Fig. 6. The flowchart of pre-processing
4.3 Experiment Results
We evaluated performance using accuracy and an F1-measure, which is the harmonic mean of recall and precision. For an AU with precision P and recall R, F1 score is calculated as:
\(F_{1}=\frac{2 P R}{P+R}\) (6)
In our experiment, we set the multi-task parameters λ1 and λ2 in formula (3) to 0.5. Additionally, we set the decision-level fusion weight parameters w1 and w2 in formula (5) to 0.5. We employ the TensorFlow platform implementation for CNN training, and use the NVIDIA GTX1080Ti GPU device to train our models. The loss function is a categorical cross-entropy function and the optimizer used in the experiment was Adam. We set α=0.001, β1=0.9, β2=0.999, ε=108.
The multi-view AU recognition results are shown in Table 1. The F1 score of our method (0.547) was 0.131 times higher than the baseline (0.416). In addition, the facial view recognition accuracy was 0.991, which shows that our model could recognize facial views with great accuracy. The confusion is shown in Fig. 7.
Table 1. F1 Score on FERA 2017 DATABASE\
As is shown in Table 1, when our method was applied to the FERA 2017 database, it produced better results than other methods. Our method used only two networks to detect all ten AUs and all nine facial views. Network1 achieved a mean F1 score of 0.538. After combining three branches of layers, Network2 successfully improved the results for AU1, AU4 and AU14. As a result, it could achieve an F1 score of 0.547 after decision-level fusion. Although the single-label VGG16 produced better results than ours, their method uses ten VGG16 networks, which have nearly 1380 M, a huge number of parameters to train. Our networks used only 192 M parameters, greatly reducing model complexity and saving storage space relative to single-label VGG16 networks. Our method could achieve better performance with fewer parameters.
Fig. 7. Confusion matrix results for recognizing nine facial views
Besides F1 score, we also used accuracy as performance measurement. Because [22] and [23] did not include accuracy results in their paper, we compared our result with [21], [24] and [25]. As is shown in Table 2, the accuracy of our method is higher than others.
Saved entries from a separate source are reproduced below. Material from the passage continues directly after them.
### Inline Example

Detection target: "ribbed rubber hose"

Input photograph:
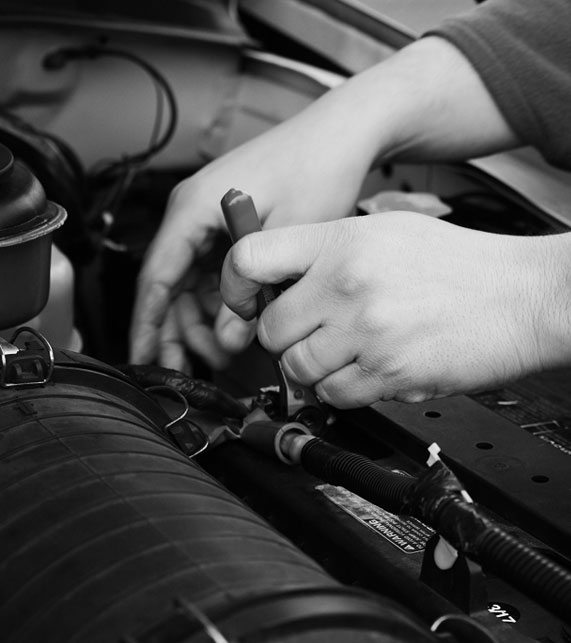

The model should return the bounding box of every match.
[476,526,571,620]
[300,437,416,514]
[300,438,571,623]
[0,355,436,643]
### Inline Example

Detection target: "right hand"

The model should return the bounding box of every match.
[221,212,569,408]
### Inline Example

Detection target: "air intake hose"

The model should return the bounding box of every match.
[0,348,437,643]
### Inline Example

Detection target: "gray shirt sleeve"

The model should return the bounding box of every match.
[426,0,571,169]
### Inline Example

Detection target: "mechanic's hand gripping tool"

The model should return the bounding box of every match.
[221,188,324,429]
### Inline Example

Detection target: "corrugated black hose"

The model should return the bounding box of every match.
[479,526,571,612]
[295,436,571,623]
[403,462,571,621]
[299,437,416,515]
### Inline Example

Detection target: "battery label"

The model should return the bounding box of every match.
[471,388,571,456]
[317,484,433,554]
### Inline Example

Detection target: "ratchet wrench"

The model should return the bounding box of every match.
[221,188,323,425]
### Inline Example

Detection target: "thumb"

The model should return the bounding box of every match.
[220,224,324,319]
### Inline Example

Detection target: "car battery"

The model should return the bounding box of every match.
[199,367,571,643]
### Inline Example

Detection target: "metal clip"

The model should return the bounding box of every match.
[145,385,209,458]
[0,326,55,388]
[273,361,325,431]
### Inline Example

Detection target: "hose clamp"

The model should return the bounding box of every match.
[0,326,54,388]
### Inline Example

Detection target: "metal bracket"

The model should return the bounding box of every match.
[0,326,54,388]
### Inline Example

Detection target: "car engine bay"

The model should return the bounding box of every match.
[0,2,570,643]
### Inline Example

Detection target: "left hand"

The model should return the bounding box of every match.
[221,212,554,408]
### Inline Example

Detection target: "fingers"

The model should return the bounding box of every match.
[315,360,434,408]
[137,292,257,374]
[175,293,231,370]
[158,306,191,374]
[215,304,257,354]
[129,279,172,364]
[129,182,219,364]
[221,225,324,320]
[130,230,197,364]
[279,326,355,386]
[255,275,325,354]
[314,362,389,409]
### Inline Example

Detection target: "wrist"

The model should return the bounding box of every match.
[501,232,571,377]
[317,36,519,167]
[531,233,571,371]
[476,232,571,387]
Our decision fusion method achieve highest accuracy (0.817) which is 0.02 higher than Single-label VGG16 [25]. The result shows that our method has good performance.
Table 2. Accuracy on FERA 2017 DATABASE
5. Conclusion
In this paper, we present our work on AU detection for multiple facial views. We used multi-task and multi-label networks to detect AUs and facial views, and enabled the relationships to be learned between AUs and multiple tasks. According to our results, our method achieved good performance. Multi-label learning could jointly learn multiple AUs as one classification, and could utilize correlations between AUs to improve performance. Multi-label learning also reduced the number of required models. In future research, the architectures of CNN models and sizes of temporal windows may be optimized for improving performance.